The retina is the part of your eye responsible for focusing your vision. When the retina swells, your vision may become blurry or distorted.

DME affects up to 10 percent of people with diabetes. The condition is particularly common among individuals with Type 1 diabetes.

Signs and Symptoms of Diabetic Macular Edema

Individuals with DME may experience any of the following symptoms:

  • Blurry vision
  • Double vision
  • Shadowy specks or “floaters” in your vision
  • Difficulty perceiving colors

If you have diabetes, you may notice that your vision worsens over time. Your vision may seem darker, blurrier, or less sharp. You may also notice that colors seem faded or washed-out.

However, DME does not always cause symptoms. Regular eye exams can help diagnose the condition in its early stages.

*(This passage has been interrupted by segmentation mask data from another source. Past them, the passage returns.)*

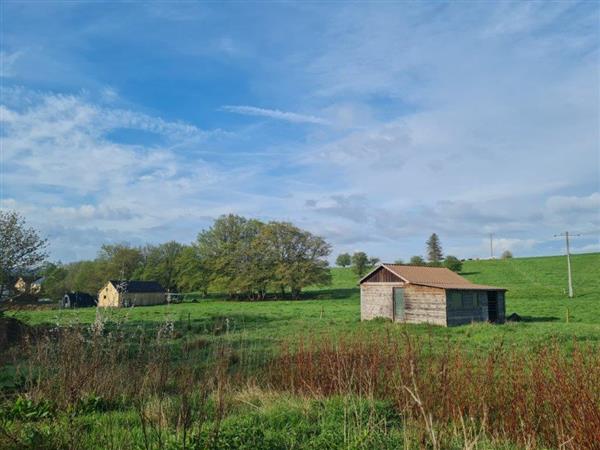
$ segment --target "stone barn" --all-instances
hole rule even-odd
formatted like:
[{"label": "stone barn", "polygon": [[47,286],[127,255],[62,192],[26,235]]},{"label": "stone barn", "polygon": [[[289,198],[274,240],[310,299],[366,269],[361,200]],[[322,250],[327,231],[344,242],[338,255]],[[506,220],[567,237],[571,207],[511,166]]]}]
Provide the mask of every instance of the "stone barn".
[{"label": "stone barn", "polygon": [[166,301],[167,293],[156,281],[110,280],[98,293],[101,307],[160,305]]},{"label": "stone barn", "polygon": [[381,264],[360,280],[360,317],[443,326],[503,323],[505,292],[446,268]]}]

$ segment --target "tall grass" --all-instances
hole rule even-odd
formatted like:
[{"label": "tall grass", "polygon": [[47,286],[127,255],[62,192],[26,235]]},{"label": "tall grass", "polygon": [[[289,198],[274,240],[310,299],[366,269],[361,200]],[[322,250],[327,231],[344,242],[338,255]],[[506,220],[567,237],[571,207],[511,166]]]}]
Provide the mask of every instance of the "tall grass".
[{"label": "tall grass", "polygon": [[[600,354],[558,344],[531,353],[499,344],[487,354],[443,352],[405,335],[313,341],[286,347],[270,367],[275,389],[317,396],[392,399],[421,420],[440,448],[438,424],[477,424],[527,448],[600,448]],[[443,429],[443,427],[440,427]]]},{"label": "tall grass", "polygon": [[[289,397],[300,399],[295,404],[316,401],[332,411],[335,399],[343,399],[341,417],[332,414],[329,440],[318,441],[330,448],[383,447],[383,442],[397,443],[397,436],[405,448],[478,448],[482,442],[599,448],[600,355],[593,347],[575,344],[567,353],[551,343],[531,353],[499,344],[473,355],[450,343],[440,351],[408,334],[401,339],[365,335],[294,342],[264,364],[240,357],[227,341],[174,347],[169,322],[152,334],[125,330],[109,331],[98,320],[90,328],[50,330],[16,348],[13,364],[21,383],[5,393],[0,444],[302,447],[303,439],[314,441],[319,433],[314,426],[297,425],[299,437],[290,429],[278,440],[271,436],[270,444],[261,434],[261,420],[269,414],[265,405]],[[315,416],[314,408],[302,407],[299,414],[321,429],[325,425],[315,419],[322,416]],[[239,416],[242,410],[262,416]],[[102,425],[90,428],[80,420],[90,414],[102,417]],[[122,423],[106,419],[115,414],[129,414],[127,437],[118,434]],[[297,414],[290,420],[299,420]],[[52,432],[31,438],[32,430],[42,433],[48,423],[55,425]],[[286,436],[290,433],[298,442]],[[93,437],[86,440],[87,435]]]}]

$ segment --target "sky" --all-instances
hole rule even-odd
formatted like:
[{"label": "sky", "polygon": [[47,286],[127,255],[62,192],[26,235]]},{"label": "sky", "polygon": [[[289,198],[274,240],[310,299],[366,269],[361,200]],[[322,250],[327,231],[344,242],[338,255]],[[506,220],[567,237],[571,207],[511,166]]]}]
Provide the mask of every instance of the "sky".
[{"label": "sky", "polygon": [[0,8],[0,208],[54,260],[228,213],[332,258],[600,251],[597,2]]}]

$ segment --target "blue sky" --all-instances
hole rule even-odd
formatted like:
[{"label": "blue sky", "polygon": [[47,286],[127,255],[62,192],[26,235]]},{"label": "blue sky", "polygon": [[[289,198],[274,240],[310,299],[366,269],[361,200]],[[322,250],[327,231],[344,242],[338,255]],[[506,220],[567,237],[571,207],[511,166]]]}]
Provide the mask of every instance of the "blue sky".
[{"label": "blue sky", "polygon": [[0,8],[0,207],[54,259],[230,212],[334,256],[600,250],[596,2]]}]

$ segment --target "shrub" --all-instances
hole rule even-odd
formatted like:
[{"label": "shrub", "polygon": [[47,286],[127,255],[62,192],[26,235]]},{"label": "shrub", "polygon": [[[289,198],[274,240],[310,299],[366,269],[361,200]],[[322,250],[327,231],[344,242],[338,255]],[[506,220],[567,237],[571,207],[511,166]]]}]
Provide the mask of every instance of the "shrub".
[{"label": "shrub", "polygon": [[460,272],[462,270],[462,261],[456,256],[448,255],[446,256],[446,259],[444,259],[444,267],[453,272]]},{"label": "shrub", "polygon": [[423,259],[422,256],[412,256],[410,258],[410,264],[412,266],[424,266],[425,265],[425,260]]}]

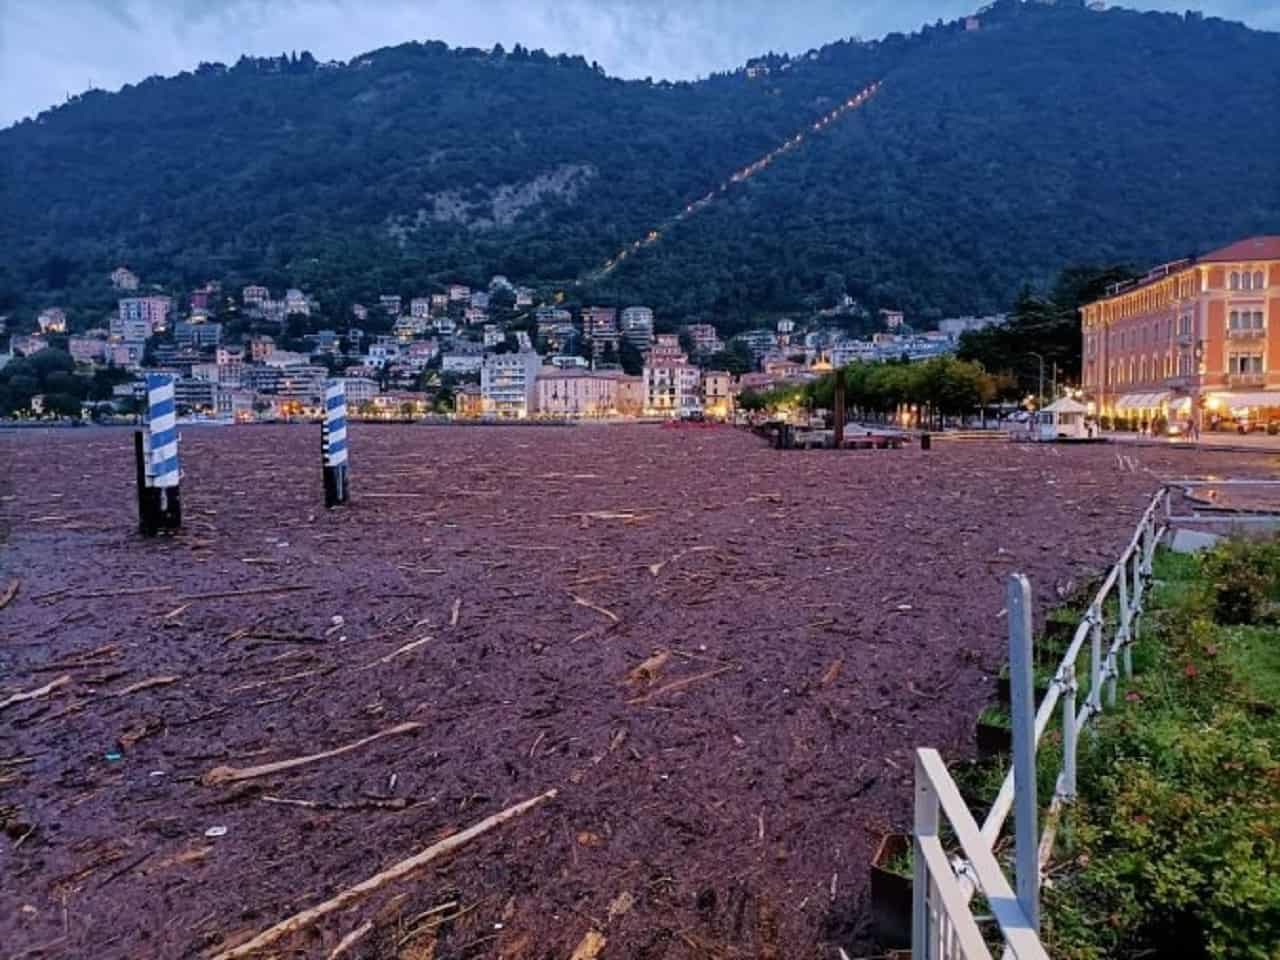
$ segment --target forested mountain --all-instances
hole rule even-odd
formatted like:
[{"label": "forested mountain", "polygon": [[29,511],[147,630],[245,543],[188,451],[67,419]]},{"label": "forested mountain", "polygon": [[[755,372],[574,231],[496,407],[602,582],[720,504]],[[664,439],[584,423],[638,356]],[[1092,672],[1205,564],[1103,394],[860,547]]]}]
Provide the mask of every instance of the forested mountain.
[{"label": "forested mountain", "polygon": [[928,319],[1005,307],[1071,263],[1276,230],[1280,35],[1015,0],[979,20],[696,83],[406,43],[91,92],[0,131],[0,313],[109,303],[127,264],[161,285],[300,286],[335,316],[505,273],[727,329],[841,287]]}]

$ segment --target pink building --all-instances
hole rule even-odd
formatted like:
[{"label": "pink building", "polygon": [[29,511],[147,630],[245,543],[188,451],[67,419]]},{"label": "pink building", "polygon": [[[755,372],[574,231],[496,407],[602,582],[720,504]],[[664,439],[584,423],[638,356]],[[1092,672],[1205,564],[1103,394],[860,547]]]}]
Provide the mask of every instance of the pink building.
[{"label": "pink building", "polygon": [[126,297],[120,301],[120,324],[145,323],[154,333],[169,326],[173,301],[168,297]]},{"label": "pink building", "polygon": [[552,417],[603,417],[617,409],[617,374],[580,367],[543,367],[534,382],[534,410]]},{"label": "pink building", "polygon": [[107,341],[98,337],[71,337],[67,340],[67,352],[76,363],[105,363]]}]

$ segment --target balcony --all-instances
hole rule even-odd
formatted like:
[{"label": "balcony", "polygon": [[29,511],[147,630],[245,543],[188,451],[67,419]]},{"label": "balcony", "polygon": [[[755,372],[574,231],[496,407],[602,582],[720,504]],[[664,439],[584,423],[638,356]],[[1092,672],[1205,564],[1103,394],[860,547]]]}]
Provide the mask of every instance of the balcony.
[{"label": "balcony", "polygon": [[1178,346],[1180,347],[1190,347],[1194,345],[1195,342],[1196,340],[1193,334],[1190,334],[1190,333],[1178,334]]},{"label": "balcony", "polygon": [[1227,327],[1228,340],[1260,340],[1266,335],[1266,327]]},{"label": "balcony", "polygon": [[1229,373],[1227,374],[1227,386],[1235,389],[1237,387],[1261,387],[1267,382],[1265,373]]},{"label": "balcony", "polygon": [[1177,377],[1165,377],[1164,385],[1170,390],[1187,390],[1194,380],[1195,377],[1190,374],[1183,374]]}]

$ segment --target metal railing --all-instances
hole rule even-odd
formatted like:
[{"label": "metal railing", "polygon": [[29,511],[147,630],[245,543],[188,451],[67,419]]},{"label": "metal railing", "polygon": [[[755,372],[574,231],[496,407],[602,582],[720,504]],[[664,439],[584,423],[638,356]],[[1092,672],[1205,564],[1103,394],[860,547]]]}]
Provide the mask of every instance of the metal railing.
[{"label": "metal railing", "polygon": [[[1156,545],[1164,536],[1170,491],[1152,497],[1133,536],[1108,572],[1076,627],[1038,708],[1032,686],[1031,589],[1020,574],[1009,578],[1010,700],[1013,719],[1013,765],[1005,776],[982,826],[970,831],[973,818],[935,751],[917,750],[915,907],[912,955],[917,960],[974,960],[990,957],[979,935],[969,901],[981,892],[995,916],[1007,955],[1018,960],[1046,957],[1039,940],[1041,871],[1053,851],[1058,820],[1076,795],[1077,744],[1089,721],[1115,706],[1117,681],[1133,673],[1132,647],[1138,639],[1143,599],[1151,577]],[[1078,661],[1089,650],[1089,687],[1083,704]],[[1061,709],[1059,710],[1059,704]],[[1045,732],[1060,716],[1062,763],[1037,837],[1036,753]],[[1009,813],[1015,816],[1015,877],[1018,895],[992,852]],[[937,808],[960,841],[961,856],[948,860],[938,840]]]}]

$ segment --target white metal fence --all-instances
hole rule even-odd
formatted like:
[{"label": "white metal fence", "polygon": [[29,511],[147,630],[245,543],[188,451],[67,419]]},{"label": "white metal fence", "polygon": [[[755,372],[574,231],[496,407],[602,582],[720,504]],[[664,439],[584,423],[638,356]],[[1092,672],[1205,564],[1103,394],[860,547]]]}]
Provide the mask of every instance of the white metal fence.
[{"label": "white metal fence", "polygon": [[[978,827],[937,752],[916,751],[912,956],[916,960],[986,960],[991,957],[970,907],[981,893],[999,930],[1006,956],[1046,958],[1040,942],[1041,870],[1053,850],[1063,805],[1076,794],[1076,751],[1081,730],[1114,707],[1116,684],[1133,673],[1133,643],[1151,577],[1156,545],[1165,533],[1170,491],[1151,499],[1119,560],[1098,588],[1037,708],[1032,684],[1031,588],[1014,574],[1008,583],[1009,686],[1013,719],[1013,764],[982,826]],[[1081,654],[1089,650],[1089,682],[1078,703]],[[1062,764],[1038,833],[1036,752],[1060,718]],[[1015,802],[1014,893],[993,850]],[[941,828],[950,826],[960,852],[948,859]]]}]

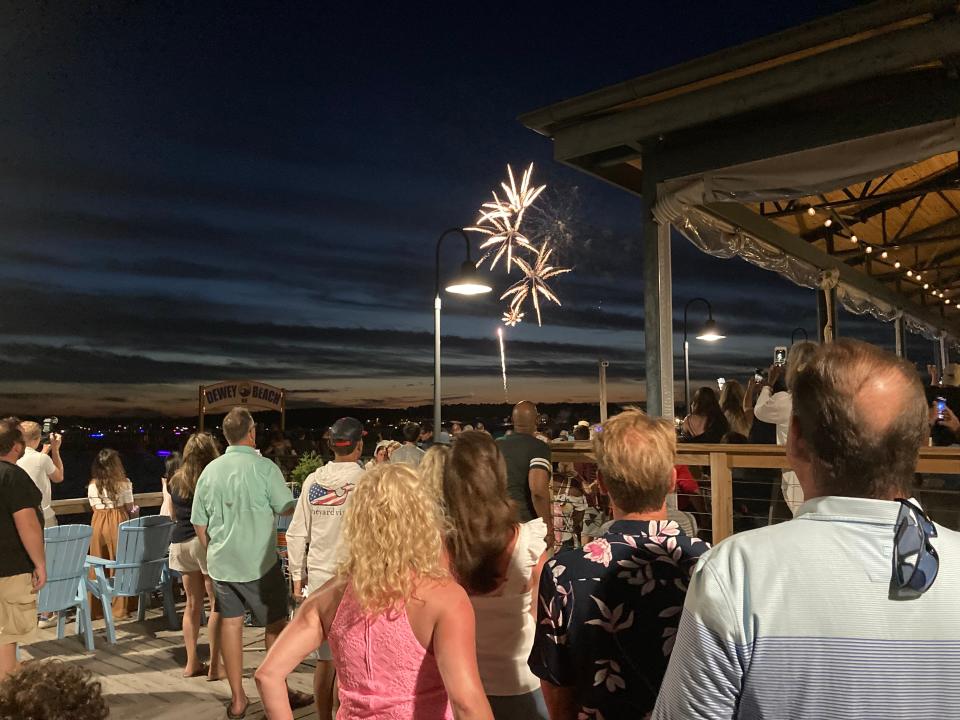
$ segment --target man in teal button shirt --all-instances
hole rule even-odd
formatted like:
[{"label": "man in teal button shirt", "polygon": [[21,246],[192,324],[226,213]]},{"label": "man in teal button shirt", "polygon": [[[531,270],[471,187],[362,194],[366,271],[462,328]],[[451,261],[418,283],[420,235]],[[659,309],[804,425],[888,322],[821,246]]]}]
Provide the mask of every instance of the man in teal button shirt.
[{"label": "man in teal button shirt", "polygon": [[[256,451],[256,425],[246,408],[223,420],[226,453],[200,474],[190,521],[207,547],[220,625],[223,664],[233,695],[227,716],[247,710],[243,690],[243,617],[249,610],[265,626],[267,649],[287,624],[289,593],[277,556],[277,515],[290,515],[294,499],[283,474]],[[291,693],[291,705],[313,698]]]}]

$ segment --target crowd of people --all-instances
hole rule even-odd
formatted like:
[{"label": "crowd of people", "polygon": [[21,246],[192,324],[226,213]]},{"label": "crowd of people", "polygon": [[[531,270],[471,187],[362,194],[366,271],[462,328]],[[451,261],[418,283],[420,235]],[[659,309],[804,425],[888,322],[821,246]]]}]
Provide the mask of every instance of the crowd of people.
[{"label": "crowd of people", "polygon": [[[592,468],[554,468],[530,402],[497,440],[459,428],[433,441],[410,424],[402,442],[377,441],[368,466],[362,423],[342,418],[331,461],[297,499],[256,451],[253,418],[234,409],[226,451],[194,435],[169,483],[184,675],[222,670],[228,717],[244,717],[249,615],[266,628],[255,680],[269,718],[310,702],[344,720],[956,717],[960,534],[913,496],[919,449],[948,416],[910,365],[850,340],[798,344],[785,370],[728,388],[698,391],[680,439],[737,442],[772,425],[794,517],[712,549],[672,517],[676,428],[637,409],[573,429],[591,441]],[[30,429],[0,421],[0,541],[14,548],[0,562],[0,670],[25,682],[63,672],[14,670],[14,643],[36,617],[13,599],[45,581],[42,486],[16,465],[32,457]],[[33,462],[50,482],[62,473],[52,458],[52,469]],[[108,553],[136,508],[108,451],[92,476]],[[277,515],[292,515],[292,598]],[[205,597],[209,665],[196,647]],[[287,686],[311,655],[313,698]],[[0,710],[30,697],[14,677]],[[95,683],[69,682],[96,705]]]}]

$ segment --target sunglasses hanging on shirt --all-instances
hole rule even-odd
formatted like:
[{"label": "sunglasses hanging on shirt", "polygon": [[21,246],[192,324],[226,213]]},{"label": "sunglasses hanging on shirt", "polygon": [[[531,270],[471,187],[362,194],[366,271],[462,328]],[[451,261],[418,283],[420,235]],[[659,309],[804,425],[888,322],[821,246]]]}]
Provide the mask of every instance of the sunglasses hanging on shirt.
[{"label": "sunglasses hanging on shirt", "polygon": [[930,542],[937,528],[926,512],[910,500],[897,498],[900,513],[894,527],[891,594],[901,600],[920,597],[940,570],[940,556]]}]

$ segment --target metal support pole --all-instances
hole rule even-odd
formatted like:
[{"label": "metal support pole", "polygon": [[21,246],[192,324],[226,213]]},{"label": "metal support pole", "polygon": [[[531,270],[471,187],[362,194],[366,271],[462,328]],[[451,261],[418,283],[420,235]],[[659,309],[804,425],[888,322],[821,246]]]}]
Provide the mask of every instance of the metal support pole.
[{"label": "metal support pole", "polygon": [[690,343],[683,339],[683,414],[690,414]]},{"label": "metal support pole", "polygon": [[837,289],[817,291],[817,326],[821,343],[833,342],[837,332]]},{"label": "metal support pole", "polygon": [[644,169],[643,184],[643,329],[647,413],[673,419],[673,277],[670,225],[653,218],[656,177]]},{"label": "metal support pole", "polygon": [[600,363],[600,422],[607,421],[607,367],[610,363],[601,360]]},{"label": "metal support pole", "polygon": [[947,365],[950,364],[950,357],[947,353],[947,334],[945,332],[940,333],[938,342],[940,344],[940,377],[944,377],[947,374]]},{"label": "metal support pole", "polygon": [[203,385],[197,389],[197,432],[203,432]]},{"label": "metal support pole", "polygon": [[897,315],[893,321],[893,332],[896,335],[897,357],[906,357],[907,346],[904,342],[906,340],[906,323],[903,321],[903,314]]},{"label": "metal support pole", "polygon": [[440,436],[440,293],[433,300],[433,441]]},{"label": "metal support pole", "polygon": [[463,228],[450,228],[440,233],[437,238],[436,256],[434,262],[434,300],[433,300],[433,440],[436,442],[440,435],[440,405],[442,399],[440,396],[440,245],[443,239],[448,235],[456,234],[463,238],[463,243],[467,251],[467,262],[470,261],[470,238],[463,231]]}]

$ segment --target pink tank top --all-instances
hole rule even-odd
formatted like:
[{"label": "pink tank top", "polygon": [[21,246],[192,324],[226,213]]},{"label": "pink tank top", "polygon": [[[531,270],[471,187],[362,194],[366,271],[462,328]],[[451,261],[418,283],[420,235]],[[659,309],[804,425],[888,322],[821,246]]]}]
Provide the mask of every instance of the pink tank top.
[{"label": "pink tank top", "polygon": [[406,612],[368,616],[347,589],[330,626],[337,720],[453,720],[437,661]]}]

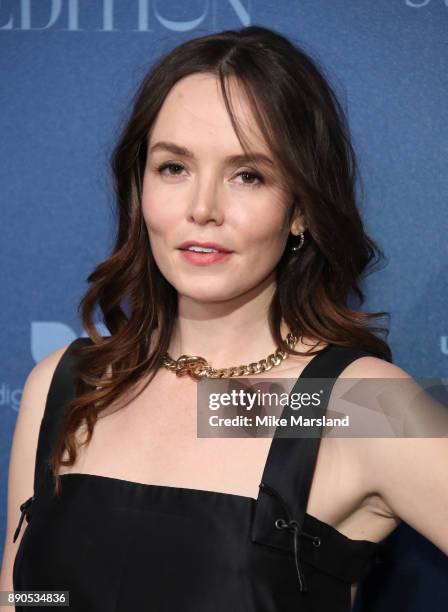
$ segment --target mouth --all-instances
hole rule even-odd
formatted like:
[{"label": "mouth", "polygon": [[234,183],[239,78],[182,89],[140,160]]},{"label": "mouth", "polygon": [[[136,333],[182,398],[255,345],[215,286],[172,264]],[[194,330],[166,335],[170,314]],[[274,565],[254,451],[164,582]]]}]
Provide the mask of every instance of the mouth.
[{"label": "mouth", "polygon": [[232,251],[217,242],[194,242],[192,240],[183,242],[179,247],[181,251],[194,253],[231,253]]},{"label": "mouth", "polygon": [[195,266],[208,266],[227,261],[231,256],[231,251],[218,251],[216,249],[179,249],[182,259]]}]

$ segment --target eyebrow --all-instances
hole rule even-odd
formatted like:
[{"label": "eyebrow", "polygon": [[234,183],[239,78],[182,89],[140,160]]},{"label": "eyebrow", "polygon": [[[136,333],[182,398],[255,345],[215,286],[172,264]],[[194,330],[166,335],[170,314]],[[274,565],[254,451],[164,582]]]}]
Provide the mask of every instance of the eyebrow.
[{"label": "eyebrow", "polygon": [[[190,151],[186,147],[181,147],[175,142],[167,142],[165,140],[161,140],[159,142],[154,143],[151,146],[149,152],[154,153],[154,151],[168,151],[169,153],[173,153],[174,155],[181,155],[182,157],[195,159],[193,151]],[[228,155],[224,158],[224,161],[229,164],[264,162],[271,166],[274,165],[272,159],[267,155],[264,155],[264,153],[252,153],[251,155]]]}]

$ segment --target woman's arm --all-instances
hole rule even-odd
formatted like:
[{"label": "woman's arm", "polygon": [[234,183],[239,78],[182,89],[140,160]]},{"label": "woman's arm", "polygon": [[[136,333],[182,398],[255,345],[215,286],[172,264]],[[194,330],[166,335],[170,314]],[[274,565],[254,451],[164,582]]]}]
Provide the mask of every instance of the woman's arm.
[{"label": "woman's arm", "polygon": [[[12,569],[26,520],[21,532],[13,542],[14,531],[20,519],[20,504],[33,494],[34,468],[36,463],[37,440],[45,410],[48,390],[56,366],[68,345],[42,359],[29,373],[23,388],[11,446],[8,470],[7,523],[0,573],[0,591],[12,591]],[[10,612],[10,606],[1,606]]]},{"label": "woman's arm", "polygon": [[[368,488],[380,495],[391,514],[405,521],[448,555],[448,411],[432,405],[429,399],[423,400],[417,411],[409,400],[412,394],[408,393],[416,381],[387,361],[364,357],[346,368],[344,377],[347,376],[407,378],[410,386],[406,382],[403,391],[400,391],[399,384],[393,387],[394,395],[391,397],[394,398],[394,405],[402,402],[399,410],[405,412],[403,415],[409,417],[410,423],[421,423],[420,432],[423,435],[425,431],[436,435],[433,432],[437,430],[431,424],[440,426],[440,435],[445,436],[443,438],[364,438],[363,469]],[[394,385],[392,381],[391,384]],[[441,407],[440,404],[438,406]],[[418,427],[414,429],[413,435],[417,435]]]},{"label": "woman's arm", "polygon": [[372,486],[396,516],[448,555],[448,439],[373,442]]}]

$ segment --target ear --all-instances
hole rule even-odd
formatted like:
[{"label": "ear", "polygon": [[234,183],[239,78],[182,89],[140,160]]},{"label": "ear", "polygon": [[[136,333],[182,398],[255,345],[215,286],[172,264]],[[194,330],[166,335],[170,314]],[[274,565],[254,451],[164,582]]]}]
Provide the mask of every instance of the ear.
[{"label": "ear", "polygon": [[294,234],[294,236],[298,236],[301,232],[304,232],[305,229],[305,217],[300,210],[297,210],[294,212],[291,220],[291,233]]}]

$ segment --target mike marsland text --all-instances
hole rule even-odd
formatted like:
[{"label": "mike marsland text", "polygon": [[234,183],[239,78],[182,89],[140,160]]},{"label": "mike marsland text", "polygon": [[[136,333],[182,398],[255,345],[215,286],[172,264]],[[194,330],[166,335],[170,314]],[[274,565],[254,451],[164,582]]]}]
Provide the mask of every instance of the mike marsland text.
[{"label": "mike marsland text", "polygon": [[289,418],[268,416],[234,416],[234,417],[219,417],[213,415],[209,417],[209,425],[211,427],[349,427],[350,418],[348,415],[344,417],[327,417],[307,418],[302,415],[290,415]]}]

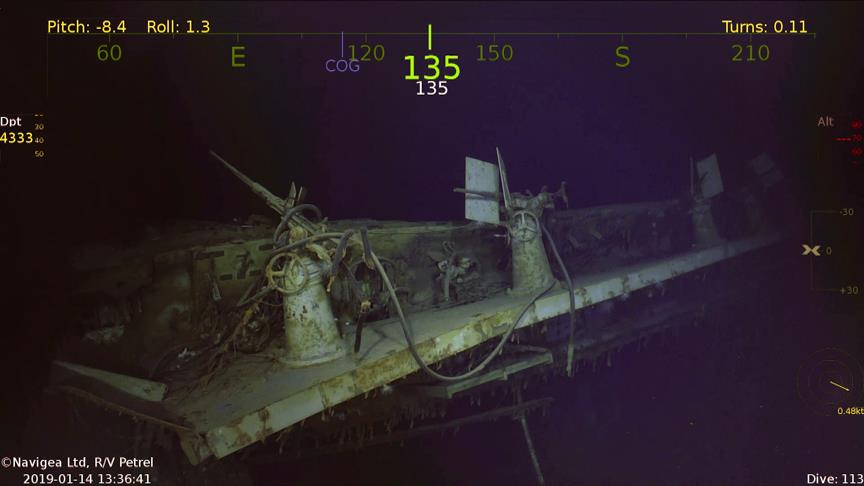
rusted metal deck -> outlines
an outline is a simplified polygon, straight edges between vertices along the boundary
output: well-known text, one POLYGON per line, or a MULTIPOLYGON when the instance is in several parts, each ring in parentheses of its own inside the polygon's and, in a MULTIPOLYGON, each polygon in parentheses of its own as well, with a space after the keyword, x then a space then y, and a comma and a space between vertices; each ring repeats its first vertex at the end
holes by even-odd
MULTIPOLYGON (((577 276, 573 279, 576 306, 588 307, 772 245, 780 238, 779 234, 762 234, 615 271, 577 276)), ((409 316, 418 351, 427 363, 434 363, 494 338, 504 332, 529 299, 502 293, 409 316)), ((568 310, 567 291, 553 289, 534 303, 520 327, 568 310)), ((360 353, 331 363, 285 369, 268 359, 267 353, 239 358, 206 387, 169 392, 164 406, 183 417, 194 431, 181 433, 183 449, 193 463, 212 455, 224 457, 419 369, 395 319, 368 325, 360 353)))

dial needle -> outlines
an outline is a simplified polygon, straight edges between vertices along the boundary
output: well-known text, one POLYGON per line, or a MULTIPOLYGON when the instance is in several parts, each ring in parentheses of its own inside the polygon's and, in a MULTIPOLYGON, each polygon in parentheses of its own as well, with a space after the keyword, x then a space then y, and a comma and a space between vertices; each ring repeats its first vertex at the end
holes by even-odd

Causes and Risk Factors of Diabetic Macular Edema

DME occurs when your blood sugar levels are not well controlled.  Diabetics may be at risk of developing DME if they also have any of the following conditions:

  • High blood sugar levels
  • High blood pressure
  • High cholesterol
  • Kidney disease
  • Fluid retention

Diabetics are more likely to develop complications over time. Individuals who have been diabetic for many years have an elevated risk of developing DME.

Tests and Diagnosis of Diabetic Macular Edema

As part of some routine eye exams, your doctor dilates your eyes. This procedure allows the doctor to examine the blood vessels at the back of your retina. If you have DME, your doctor might be able to diagnose the condition during this part of the exam.

In some cases, your doctor might recommend a fluorescein angiography procedure. During this test, your doctor takes pictures of the blood vessels in your eye as the dye passes through that area. This test can help reveal leaking blood vessels or backed-up fluid in the eye.

Your doctor may recommend an optical coherence tomography (OCT) exam. An OCT exam helps your ophthalmologist see each of your retina’s layers to determine the thickness of your retina, which will reveal whether fluid has leaked into retinal tissue. During an OCT exam, your ophthalmologist will administer eye drops to dilate your pupils. You will sit in front of an OCT machine and the equipment scans your eye with infrared light for 5-10 minutes without touching it.

Treatment and Care for Diabetic Macular Edema

If you have DME, your doctor may recommend treatment to help shrink or destroy any leaking blood vessels. Laser therapy or medications that include anti-vascular endothelial growth factor (anti-VEGF) medications or steroids can help. These treatments stop blood vessels in the eye from leaking fluid into the retina.

While there is no cure for diabetes, proper treatment can help bring blood sugar levels under control. If your diabetes is well-controlled, you are less likely to develop diabetic complications like DME. Maintaining a healthy lifestyle can also reduce your risk of developing vision problems.